Ça y est, un pays s’est doté d’un « ministre IA ». C’est un algorithme d’intelligence artificielle qui assume désormais un rôle de gouvernement en Albanie. Et pour que l’anthropomorphisme soit complet, ce ministre a reçu le nom de Diella, IA « féminine », donc, chargée de toutes les offres d’achats publics. L’annonce de son entrée en fonction a été faite par le Premier ministre Edi Rama lors de l’Assemblée du Parti Socialiste à Tirana jeudi dernier. « Diella est le premier membre qui n’est pas physiquement présent, mais qui a été créé virtuellement par l’intelligence artificielle », a-t-il déclaré, mettant à exécution une idée qu’il avait exprimée cet été. Rama avait suggéré qu’un jour, un ministre ou même un Premier ministre albanais, pourrait être numérique.
L’Albanie, réputée fort corrompue, sert ainsi de prétexte à l’externalisation du pouvoir public à l’intelligence artificielle.

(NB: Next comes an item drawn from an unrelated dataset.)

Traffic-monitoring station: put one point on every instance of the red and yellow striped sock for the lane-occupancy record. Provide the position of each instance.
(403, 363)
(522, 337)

Rama a déclaré que toutes les décisions relatives aux appels d’offres seraient prises « en dehors des ministères » et confiées à Diella, qui est « au service des marchés publics ». Il a ajouté que le processus se ferait « étape par étape », mais que l’Albanie deviendrait un pays où les appels d’offres publics seraient « 100 % incorruptibles et où chaque fonds public passant par la procédure d’appel d’offres serait 100 % lisible ». « Ce n’est pas de la science-fiction, mais le devoir de Diella », a-t-il déclaré.
« Diella », algorithme d’IA assimilé à une personne
Ladite « Diella » n’apparaît pas de nulle part. Il s’agit au contraire de la « promotion » d’un robot déjà bien connu des Albanais depuis le début de cette année puisqu’il s’agit de l’algorithme gérant la plateforme e-Albania, qui permet aux citoyens d’avoir accès à la quasi-totalité des services publics par voie numérique. On ne sait si cet assistant virtuel est aussi frustrant que la plupart de ses homologues.
Pour mieux faire passer la pilule de la déshumanisation, « Diella » – qui signifie « lumière du soleil » en albanais – a été dotée d’un avatar et apparaît comme une jeune femme portant le costume albanais traditionnel. Mondialisme oblige, cependant, les offres d’appel gérées par cette IA s’adresseront au monde entier et sont censés « détruire la peur des préjugés et la rigidité de l’administration ».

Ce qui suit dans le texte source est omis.